Karachi, August 15, 2024 – Pakistan’s foreign exchange reserves witnessed a significant uptick, climbing by $173 million to reach $14.65 billion by the week ended August 9, 2024, according to a statement released by the State Bank of Pakistan (SBP) on Thursday.
The reserves showed an improvement from $14.472 billion reported on August 2, 2024, reflecting a positive trend for the country’s economy. The SBP’s official reserves alone saw a notable increase, rising by $119 million to $9.272 billion, compared to $9.153 billion the previous week.

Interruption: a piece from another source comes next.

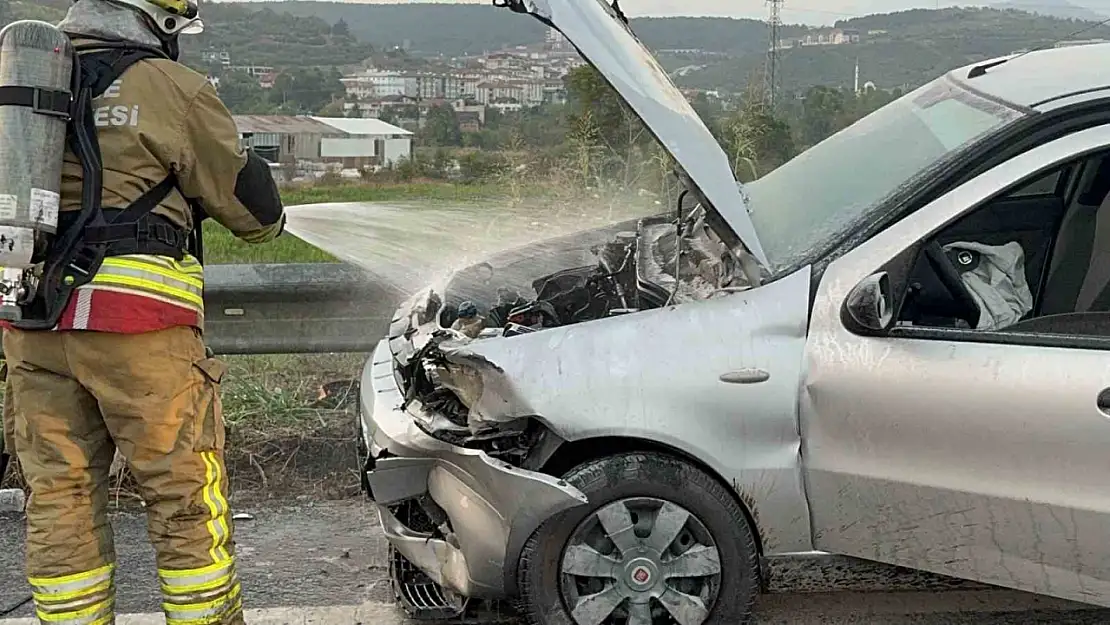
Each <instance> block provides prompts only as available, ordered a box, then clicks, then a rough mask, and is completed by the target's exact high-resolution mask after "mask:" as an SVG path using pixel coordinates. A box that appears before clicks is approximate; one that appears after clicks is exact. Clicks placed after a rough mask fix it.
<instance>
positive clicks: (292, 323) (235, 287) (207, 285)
mask: <svg viewBox="0 0 1110 625" xmlns="http://www.w3.org/2000/svg"><path fill="white" fill-rule="evenodd" d="M404 295H405V294H404V293H403V292H402V291H400V290H398V289H396V288H395V286H393V285H391V284H390V283H388V282H387V281H385V280H382V279H381V278H379V276H376V275H374V274H373V273H370V272H366V271H364V270H362V269H359V268H356V266H354V265H351V264H345V263H304V264H300V263H295V264H294V263H291V264H228V265H218V264H213V265H208V266H205V268H204V337H205V342H206V343H208V345H209V346H210V347H212V351H214V352H215V353H218V354H221V355H232V354H293V353H343V352H347V353H359V352H372V351H374V347H375V346H376V345H377V342H379V341H381V339H382V336H384V335H385V332H386V331H387V330H388V327H390V320H391V319H392V317H393V313H394V312H395V311H396V309H397V306H398V305H400V304H401V301H402V300H403V299H404Z"/></svg>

Similarly, commercial banks also contributed to this upward trajectory, with their foreign exchange holdings increasing by $54 million, bringing their total to $5.373 billion by the week ended August 9, 2024, up from $5.319 billion a week earlier.
Market analysts have attributed this rise in reserves to a combination of factors, primarily the steady inflow of remittances and export receipts. The consistent flow of remittances from Pakistanis living abroad has provided much-needed support to the country’s foreign exchange position, while the export sector has shown resilience in the face of global economic challenges, further bolstering the reserves.
Experts believe that the situation is poised to improve even further in the coming weeks, as Pakistan is expected to receive additional inflows from the International Monetary Fund (IMF) under the Stand-By Arrangement (SBA). These anticipated funds are likely to provide a substantial boost to the country’s foreign exchange reserves, enhancing economic stability and investor confidence.
The recent increase in reserves is a positive sign for Pakistan’s economy, which has faced significant challenges in recent years. The improved reserve position is expected to ease pressure on the Pakistani rupee, stabilize the exchange rate, and provide the government with more flexibility in managing the country’s external obligations.
The government and central bank are likely to continue focusing on policies aimed at attracting foreign investment, increasing exports, and ensuring the steady inflow of remittances, all of which are crucial for maintaining a healthy reserve position and supporting long-term economic growth.
As the reserves continue to rise, there is cautious optimism in the market, with experts urging the authorities to maintain prudent fiscal and monetary policies to safeguard these gains and ensure sustainable economic development.